Can this really work conceptually, even deep within an enterprise? For example, in internal organizations that provide shared services and/or build things for others to use (internally or externally)?

Well, if you create value, then you can talk about:

  • A “customer” (the consumer of your value)

  • Your “offer” to that customer, at some “price” (in time, money, or attention)

  • Your customer’s “willingness-to-pay” (in time, money, or attention)

  • Your customer’s level of satisfaction and/or delight with the offer 

Anyone creating value has a “customer”

And from there, you can ask yourself questions, about the competitive forces at play, relative to the value you create:

  • What is a potential alternative for your customer (either today or tomorrow)? 

  • Do people “buy” your delivered value? Or pay with time, attention, or focus instead? Are they delighted with your offer? What’s the difference between what they “pay” and their “willingness-to-pay” (WTP)?

  • What, if anything, do you use or consume yourself, to produce value?

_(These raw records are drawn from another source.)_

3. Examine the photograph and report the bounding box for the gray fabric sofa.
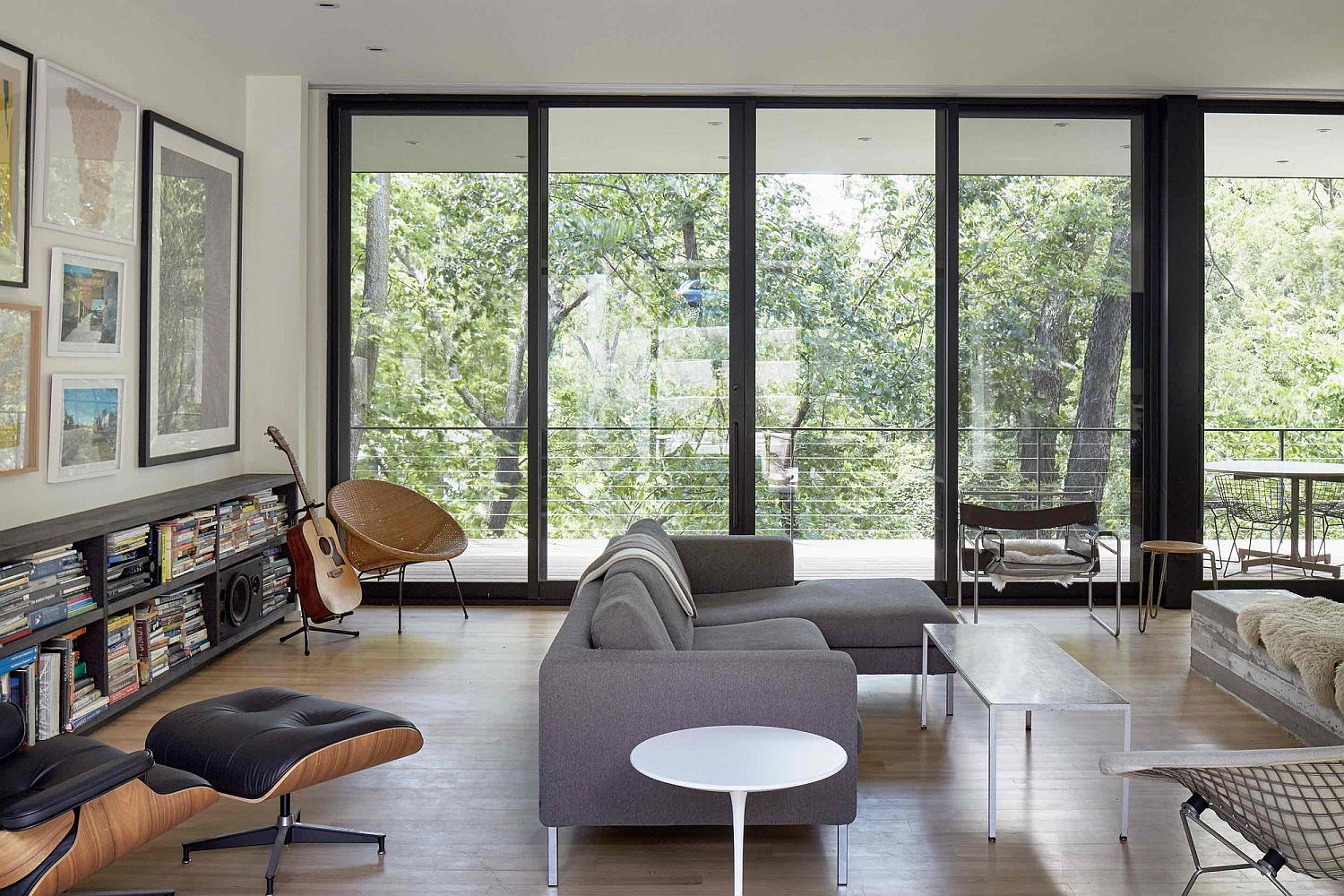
[539,521,956,883]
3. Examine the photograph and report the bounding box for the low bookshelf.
[0,473,298,740]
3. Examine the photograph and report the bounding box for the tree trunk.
[349,172,392,474]
[1064,221,1131,504]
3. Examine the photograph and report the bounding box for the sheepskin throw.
[1236,598,1344,712]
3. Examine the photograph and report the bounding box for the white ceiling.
[136,0,1344,95]
[352,108,1344,177]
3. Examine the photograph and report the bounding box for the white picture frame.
[32,59,140,246]
[47,374,126,484]
[47,247,128,358]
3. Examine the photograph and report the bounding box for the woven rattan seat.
[327,479,467,633]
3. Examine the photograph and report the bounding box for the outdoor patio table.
[1204,461,1344,579]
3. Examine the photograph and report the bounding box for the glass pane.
[959,118,1133,578]
[1204,113,1344,578]
[546,108,728,579]
[755,108,937,579]
[349,116,527,582]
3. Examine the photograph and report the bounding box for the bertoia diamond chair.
[1101,747,1344,896]
[327,479,467,634]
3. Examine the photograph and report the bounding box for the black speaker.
[220,557,263,641]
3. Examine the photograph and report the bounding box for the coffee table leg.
[1120,707,1129,841]
[919,632,929,731]
[989,707,999,842]
[728,790,747,896]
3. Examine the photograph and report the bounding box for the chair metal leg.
[546,828,561,887]
[448,560,470,619]
[397,563,406,634]
[836,825,849,887]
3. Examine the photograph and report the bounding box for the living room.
[0,0,1344,896]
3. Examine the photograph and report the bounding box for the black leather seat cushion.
[145,688,416,799]
[0,735,165,831]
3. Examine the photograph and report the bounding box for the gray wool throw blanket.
[1236,598,1344,712]
[574,532,695,619]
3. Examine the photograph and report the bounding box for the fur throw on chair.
[1236,598,1344,712]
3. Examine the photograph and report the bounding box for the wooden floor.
[81,608,1341,896]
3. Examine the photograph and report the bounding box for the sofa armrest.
[539,650,859,826]
[672,535,795,594]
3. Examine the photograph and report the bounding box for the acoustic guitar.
[266,426,365,622]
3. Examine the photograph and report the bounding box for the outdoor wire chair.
[1214,473,1289,579]
[1101,745,1344,896]
[327,479,467,634]
[957,501,1121,638]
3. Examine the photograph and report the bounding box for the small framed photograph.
[0,40,32,286]
[32,59,140,243]
[47,248,126,358]
[0,302,42,476]
[47,374,126,482]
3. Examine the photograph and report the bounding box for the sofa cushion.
[695,579,957,648]
[590,573,676,650]
[604,559,695,650]
[691,619,831,650]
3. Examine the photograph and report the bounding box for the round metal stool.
[1139,541,1218,634]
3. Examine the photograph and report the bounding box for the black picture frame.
[139,108,244,466]
[0,40,37,289]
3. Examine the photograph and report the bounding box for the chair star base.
[181,794,387,896]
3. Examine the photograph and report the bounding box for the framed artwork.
[32,59,140,243]
[47,248,126,358]
[0,40,32,286]
[0,304,42,476]
[140,111,244,466]
[47,374,126,482]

What is the “willingness-to-sell” (WTS) of suppliers?

  • In a pinch, what could your customer substitute for your offer, to maybe still get the job done, but less effectively?

  • What trends are happening in your domain or “category”? Is it attracting new investment around new technology, leading to new offers or options being put in front of your customers?

These are generic questions about the competitive forces affecting the creation and realization of value.

So it seems we can bring the idea of competition down inside any team creating value. And this opens the door for leaders of a handful of teams creating value to do more strategic thinking. Strategic dialogs about competition are not limited to just the higher levels of leadership.

Making good strategic choices to address competitive forces can increase your power out on the playing field.